Part of what the non-profit does is “create volunteer opportunities for students and others in the community to help out non-profits in the Los Angeles area that are committed to ending hunger,” he said. Early on, Rossow created a website and social media “to educate and to facilitate volunteer and donation opportunities. We also do food drives and food recovery and donate that food to local food banks and pantries.”

While the organization is busier than usual right now, its overarching aim is the “eradication of food insecurity and waste. Our mission is to provide education and awareness and to organize events for the community where they can volunteer their time and resources, every month, to helping end hunger,” he said.

For his work, Rossow was recently awarded a scholarship from Kinecta Federal Credit Union. Until he leaves for Vanderbilt, the young man who likes the outdoors, skiing and surfing, is spending the majority of his summer on The South Bay Food Initiative. Vanderbilt plans to have on-campus and online learning, he said. “Vanderbilt, has utilized the data they have derived from their medical center to put in place a number of protocols to make sure that the students can enjoy safe cohabitating and matriculating,” he told MB Patch. “I am very excited to be able to be there in person versus having it all on-line.”

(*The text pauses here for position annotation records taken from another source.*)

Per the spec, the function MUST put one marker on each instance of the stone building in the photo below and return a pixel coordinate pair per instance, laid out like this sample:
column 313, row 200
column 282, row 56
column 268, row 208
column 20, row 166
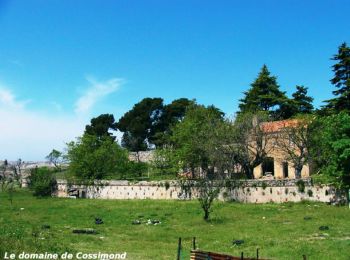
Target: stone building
column 278, row 164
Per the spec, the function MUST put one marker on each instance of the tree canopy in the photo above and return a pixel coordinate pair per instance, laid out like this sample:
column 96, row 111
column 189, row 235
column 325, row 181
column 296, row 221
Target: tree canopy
column 138, row 124
column 331, row 149
column 148, row 123
column 264, row 94
column 341, row 80
column 300, row 103
column 91, row 157
column 101, row 125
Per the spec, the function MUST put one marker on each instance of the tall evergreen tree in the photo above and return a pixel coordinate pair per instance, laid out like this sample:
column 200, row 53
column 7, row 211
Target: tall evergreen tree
column 138, row 124
column 101, row 125
column 341, row 80
column 264, row 94
column 302, row 102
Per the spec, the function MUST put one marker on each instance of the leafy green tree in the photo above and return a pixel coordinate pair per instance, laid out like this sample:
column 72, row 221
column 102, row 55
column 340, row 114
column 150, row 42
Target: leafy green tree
column 55, row 157
column 264, row 94
column 301, row 103
column 91, row 157
column 138, row 124
column 196, row 142
column 101, row 125
column 171, row 115
column 294, row 141
column 42, row 182
column 331, row 149
column 164, row 162
column 341, row 80
column 251, row 141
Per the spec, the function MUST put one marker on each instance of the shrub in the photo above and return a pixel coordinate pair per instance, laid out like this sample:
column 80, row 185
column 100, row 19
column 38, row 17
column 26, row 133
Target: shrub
column 310, row 193
column 42, row 181
column 167, row 185
column 135, row 169
column 301, row 186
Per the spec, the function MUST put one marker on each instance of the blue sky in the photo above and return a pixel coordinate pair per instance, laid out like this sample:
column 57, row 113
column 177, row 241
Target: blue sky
column 63, row 62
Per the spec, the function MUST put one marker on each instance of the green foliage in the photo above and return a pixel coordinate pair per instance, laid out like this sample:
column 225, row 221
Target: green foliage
column 149, row 122
column 264, row 94
column 133, row 169
column 55, row 157
column 310, row 193
column 101, row 125
column 196, row 137
column 301, row 186
column 138, row 124
column 300, row 103
column 251, row 142
column 42, row 181
column 249, row 221
column 165, row 162
column 170, row 116
column 93, row 158
column 341, row 80
column 331, row 149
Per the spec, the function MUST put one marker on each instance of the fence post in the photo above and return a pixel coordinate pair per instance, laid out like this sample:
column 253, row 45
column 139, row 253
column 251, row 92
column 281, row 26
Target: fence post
column 179, row 249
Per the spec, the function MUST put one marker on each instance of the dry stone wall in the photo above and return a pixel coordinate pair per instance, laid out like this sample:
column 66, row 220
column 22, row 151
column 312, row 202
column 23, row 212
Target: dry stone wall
column 251, row 191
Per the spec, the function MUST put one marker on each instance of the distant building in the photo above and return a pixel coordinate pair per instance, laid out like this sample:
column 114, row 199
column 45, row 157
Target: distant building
column 276, row 165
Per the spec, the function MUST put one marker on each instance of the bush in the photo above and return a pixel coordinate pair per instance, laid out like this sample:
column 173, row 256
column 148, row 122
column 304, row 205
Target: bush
column 133, row 169
column 310, row 193
column 94, row 158
column 301, row 186
column 42, row 181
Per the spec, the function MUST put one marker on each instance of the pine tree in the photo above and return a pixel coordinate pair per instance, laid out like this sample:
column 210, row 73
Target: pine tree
column 341, row 80
column 302, row 102
column 264, row 94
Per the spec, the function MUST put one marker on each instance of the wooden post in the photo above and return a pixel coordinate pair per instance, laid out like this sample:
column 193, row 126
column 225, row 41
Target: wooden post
column 179, row 249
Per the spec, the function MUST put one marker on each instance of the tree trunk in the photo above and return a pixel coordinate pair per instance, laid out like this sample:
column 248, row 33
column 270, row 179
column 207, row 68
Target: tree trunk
column 298, row 172
column 250, row 172
column 206, row 214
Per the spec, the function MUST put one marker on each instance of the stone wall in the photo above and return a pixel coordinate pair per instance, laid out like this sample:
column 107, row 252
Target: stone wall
column 251, row 191
column 142, row 156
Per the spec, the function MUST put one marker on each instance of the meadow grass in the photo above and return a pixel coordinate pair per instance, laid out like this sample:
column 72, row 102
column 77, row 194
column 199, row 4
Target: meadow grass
column 278, row 230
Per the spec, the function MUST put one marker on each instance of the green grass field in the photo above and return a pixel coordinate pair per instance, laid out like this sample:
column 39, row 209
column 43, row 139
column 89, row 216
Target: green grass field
column 279, row 230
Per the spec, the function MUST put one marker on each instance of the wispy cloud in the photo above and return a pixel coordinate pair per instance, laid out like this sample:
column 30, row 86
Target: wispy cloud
column 8, row 100
column 31, row 135
column 17, row 63
column 96, row 91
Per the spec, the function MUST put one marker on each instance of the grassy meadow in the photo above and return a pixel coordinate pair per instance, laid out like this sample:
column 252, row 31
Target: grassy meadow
column 278, row 230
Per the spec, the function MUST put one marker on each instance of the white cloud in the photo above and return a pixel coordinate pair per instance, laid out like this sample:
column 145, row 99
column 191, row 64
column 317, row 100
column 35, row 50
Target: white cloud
column 31, row 135
column 96, row 92
column 7, row 100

RELATED: Manhattan Beach Student Receives Kinecta Scholarship

In 2016, as a member of the Manhattan Beach Chamber of Commerce’s Young Entrepreneurs Academy, he invented a water polo concussion prevention cap, patent pending. “The product itself is an insulated water polo cap that is designed to help prevent concussions,” he said. “This was a necessary product because one in four water polo players sustains a concussion, and the statistics are much higher among goalies.” He started a business, H2OPolo Gear, and is its founder and owner.

He said the YEA experience “teaches you all aspects of how to start a business. After creating the prototype, I learned how to go about creating a company and taking it to market. Thus far, I have approached several companies to work with me but I have not had a chance to sell my concept. Basically, I need capital to move forward.”

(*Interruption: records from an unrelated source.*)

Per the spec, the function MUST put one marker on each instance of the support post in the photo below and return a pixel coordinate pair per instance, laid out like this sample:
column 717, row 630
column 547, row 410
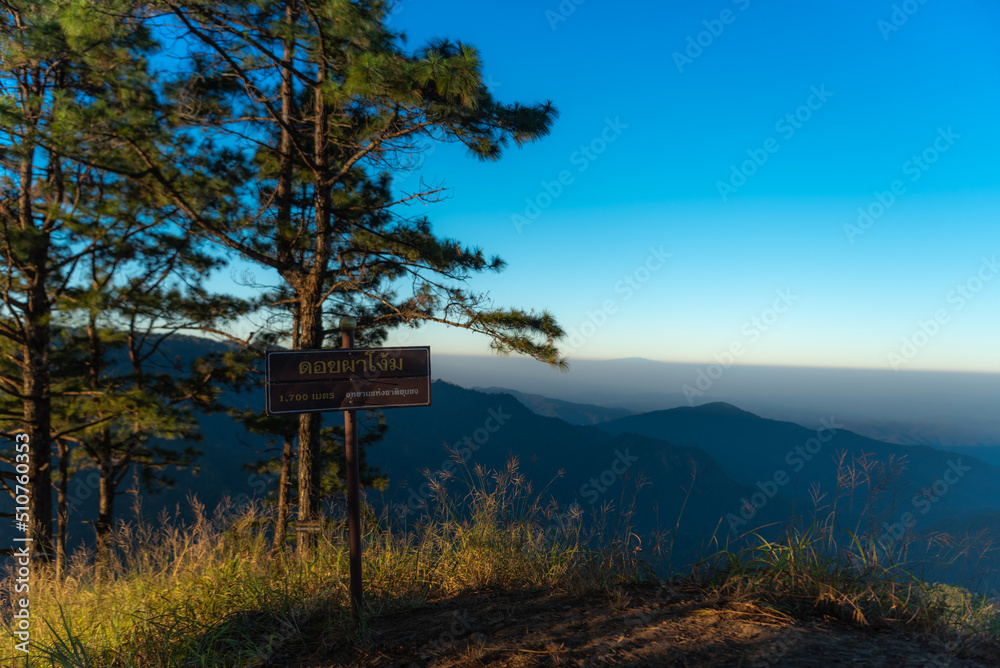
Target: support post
column 347, row 327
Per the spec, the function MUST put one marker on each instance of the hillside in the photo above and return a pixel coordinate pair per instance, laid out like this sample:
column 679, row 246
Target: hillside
column 637, row 625
column 584, row 465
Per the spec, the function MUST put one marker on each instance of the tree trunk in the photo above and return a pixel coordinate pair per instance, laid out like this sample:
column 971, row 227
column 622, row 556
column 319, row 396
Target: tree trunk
column 284, row 487
column 35, row 352
column 62, row 514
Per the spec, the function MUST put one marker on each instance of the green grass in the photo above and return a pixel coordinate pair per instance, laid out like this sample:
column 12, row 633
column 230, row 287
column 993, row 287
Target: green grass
column 212, row 593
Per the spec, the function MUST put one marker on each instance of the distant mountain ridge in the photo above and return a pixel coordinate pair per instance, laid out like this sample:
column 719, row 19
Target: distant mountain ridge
column 573, row 413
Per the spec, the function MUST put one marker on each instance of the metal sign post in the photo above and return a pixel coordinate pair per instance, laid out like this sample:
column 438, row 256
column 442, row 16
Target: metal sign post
column 348, row 379
column 347, row 326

Rossow, who played water polo in high school, is the sole inventor of the cap. “Water polo is a contact sport. Even though it is played in the water, there are plenty of opportunities for head injuries,” he explained. “The cap is designed to provide some insulation for the cranial area so that it is able to withstand a greater impact from hurtling balls, elbows, fists or anything else that comes in contact with the head that can cause brain trauma. At the time that I came up with the idea, there was not the level of awareness there is today about concussions in water polo. As with Chronic Traumatic Encephalopathy (CTE) and football, it took a while before the sport implemented and improved the protocols to protect the players. Although I received some funding to move forward with my concept from YEA, I am awaiting an investor to move forward with producing the products.”

Rossow, who gives greatly of his talents, time and energy, told MB Patch that when it comes to The South Bay Food Initiative, “The people of the South Bay are very generous. We are very grateful for all of the kind and giving people who take the time to volunteer to sort food, pack lunches, cook at soup kitchens and donate food and money. All of those resources go back into the community to those in need. Our purpose is to create the opportunities and organize the movement of those resources.”

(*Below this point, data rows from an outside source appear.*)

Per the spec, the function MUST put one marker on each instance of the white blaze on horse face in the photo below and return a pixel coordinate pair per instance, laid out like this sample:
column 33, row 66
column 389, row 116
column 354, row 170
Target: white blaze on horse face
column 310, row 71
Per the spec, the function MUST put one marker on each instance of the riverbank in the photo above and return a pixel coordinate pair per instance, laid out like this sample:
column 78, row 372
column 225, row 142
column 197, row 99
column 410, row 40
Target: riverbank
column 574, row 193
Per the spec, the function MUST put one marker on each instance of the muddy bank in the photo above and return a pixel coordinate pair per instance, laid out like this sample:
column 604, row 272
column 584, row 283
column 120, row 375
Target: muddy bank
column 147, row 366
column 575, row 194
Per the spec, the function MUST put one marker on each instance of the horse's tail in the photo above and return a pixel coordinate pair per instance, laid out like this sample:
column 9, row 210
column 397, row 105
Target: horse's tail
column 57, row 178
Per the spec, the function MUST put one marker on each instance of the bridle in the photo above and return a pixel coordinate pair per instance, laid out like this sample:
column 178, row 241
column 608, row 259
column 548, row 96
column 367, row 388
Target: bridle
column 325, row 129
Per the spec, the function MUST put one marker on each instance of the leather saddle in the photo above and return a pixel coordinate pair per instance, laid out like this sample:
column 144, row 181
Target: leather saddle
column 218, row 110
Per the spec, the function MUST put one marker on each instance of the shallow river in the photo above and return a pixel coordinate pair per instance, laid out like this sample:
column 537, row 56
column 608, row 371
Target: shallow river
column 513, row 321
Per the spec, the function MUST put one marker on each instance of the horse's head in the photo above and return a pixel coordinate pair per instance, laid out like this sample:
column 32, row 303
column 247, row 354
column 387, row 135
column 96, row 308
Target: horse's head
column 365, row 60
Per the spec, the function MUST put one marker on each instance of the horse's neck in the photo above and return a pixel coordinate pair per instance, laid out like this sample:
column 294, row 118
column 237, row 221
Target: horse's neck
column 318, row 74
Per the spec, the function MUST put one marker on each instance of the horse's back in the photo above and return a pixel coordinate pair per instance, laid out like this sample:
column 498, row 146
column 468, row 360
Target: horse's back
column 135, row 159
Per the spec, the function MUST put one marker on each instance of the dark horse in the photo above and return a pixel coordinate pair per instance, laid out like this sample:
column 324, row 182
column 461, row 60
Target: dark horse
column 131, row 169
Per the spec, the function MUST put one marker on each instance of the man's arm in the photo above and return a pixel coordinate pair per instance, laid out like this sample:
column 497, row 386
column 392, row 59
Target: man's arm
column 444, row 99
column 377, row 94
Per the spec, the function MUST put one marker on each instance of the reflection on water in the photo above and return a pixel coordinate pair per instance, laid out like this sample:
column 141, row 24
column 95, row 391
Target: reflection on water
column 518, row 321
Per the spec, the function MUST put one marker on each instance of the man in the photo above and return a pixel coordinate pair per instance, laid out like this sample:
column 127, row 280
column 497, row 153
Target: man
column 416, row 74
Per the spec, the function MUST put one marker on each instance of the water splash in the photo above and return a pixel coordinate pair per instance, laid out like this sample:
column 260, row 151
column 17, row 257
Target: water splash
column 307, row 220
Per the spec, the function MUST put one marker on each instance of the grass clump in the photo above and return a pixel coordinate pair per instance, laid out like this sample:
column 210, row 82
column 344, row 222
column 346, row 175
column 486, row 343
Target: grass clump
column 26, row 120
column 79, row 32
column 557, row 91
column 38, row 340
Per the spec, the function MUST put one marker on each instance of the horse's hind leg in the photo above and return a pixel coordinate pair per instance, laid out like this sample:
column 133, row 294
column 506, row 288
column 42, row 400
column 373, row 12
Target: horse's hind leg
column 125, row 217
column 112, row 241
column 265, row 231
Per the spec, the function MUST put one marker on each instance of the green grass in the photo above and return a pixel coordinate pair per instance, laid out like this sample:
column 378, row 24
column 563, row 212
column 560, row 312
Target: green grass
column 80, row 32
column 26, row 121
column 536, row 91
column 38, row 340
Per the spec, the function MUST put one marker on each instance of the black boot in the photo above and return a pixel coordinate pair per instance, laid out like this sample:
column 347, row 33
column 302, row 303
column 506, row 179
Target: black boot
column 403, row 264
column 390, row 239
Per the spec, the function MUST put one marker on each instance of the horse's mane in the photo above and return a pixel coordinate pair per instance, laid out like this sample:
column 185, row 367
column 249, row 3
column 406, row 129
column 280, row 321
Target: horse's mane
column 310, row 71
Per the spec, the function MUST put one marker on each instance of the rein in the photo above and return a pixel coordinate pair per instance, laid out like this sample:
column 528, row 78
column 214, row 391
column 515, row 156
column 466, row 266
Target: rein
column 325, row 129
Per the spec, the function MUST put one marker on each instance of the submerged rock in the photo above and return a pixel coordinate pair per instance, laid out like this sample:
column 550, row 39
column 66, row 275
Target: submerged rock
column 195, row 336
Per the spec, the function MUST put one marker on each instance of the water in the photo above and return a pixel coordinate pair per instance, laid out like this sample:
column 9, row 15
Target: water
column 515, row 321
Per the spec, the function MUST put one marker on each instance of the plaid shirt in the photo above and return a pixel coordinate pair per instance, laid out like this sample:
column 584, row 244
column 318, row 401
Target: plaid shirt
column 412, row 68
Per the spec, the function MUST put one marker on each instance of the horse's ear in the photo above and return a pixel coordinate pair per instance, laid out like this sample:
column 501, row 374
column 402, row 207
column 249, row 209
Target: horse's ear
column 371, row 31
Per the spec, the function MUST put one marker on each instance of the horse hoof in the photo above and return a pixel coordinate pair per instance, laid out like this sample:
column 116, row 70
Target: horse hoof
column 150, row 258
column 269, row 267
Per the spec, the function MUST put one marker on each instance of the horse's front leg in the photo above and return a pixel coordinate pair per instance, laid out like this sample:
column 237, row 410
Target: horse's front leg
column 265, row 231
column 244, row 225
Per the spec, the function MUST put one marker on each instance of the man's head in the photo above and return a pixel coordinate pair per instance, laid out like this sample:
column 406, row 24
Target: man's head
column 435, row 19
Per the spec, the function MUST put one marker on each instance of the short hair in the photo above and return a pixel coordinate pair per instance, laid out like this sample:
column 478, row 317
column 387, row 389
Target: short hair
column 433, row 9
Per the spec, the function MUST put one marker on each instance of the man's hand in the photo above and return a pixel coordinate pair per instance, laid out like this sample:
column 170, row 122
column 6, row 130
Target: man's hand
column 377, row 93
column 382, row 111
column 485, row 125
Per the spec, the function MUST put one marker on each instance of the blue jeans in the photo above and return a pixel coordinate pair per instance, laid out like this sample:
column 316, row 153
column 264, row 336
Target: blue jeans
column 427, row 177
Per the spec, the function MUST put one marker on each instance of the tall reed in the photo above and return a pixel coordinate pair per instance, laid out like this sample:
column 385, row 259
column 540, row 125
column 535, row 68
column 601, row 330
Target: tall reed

For sure, the spring and summer of 2020 will go down in the history books, hopefully as a situation we don’t repeat. As for Rossow, you can bet he’s been using his time this summer to forward the momentum and reach of The South Bay Food Initiative. In summary, of his summer, he said, “I have been busy working at The South Bay Food Initiative, exercising outside, and spending time with my family. It was not the summer I expected, but I am grateful for the outcome.”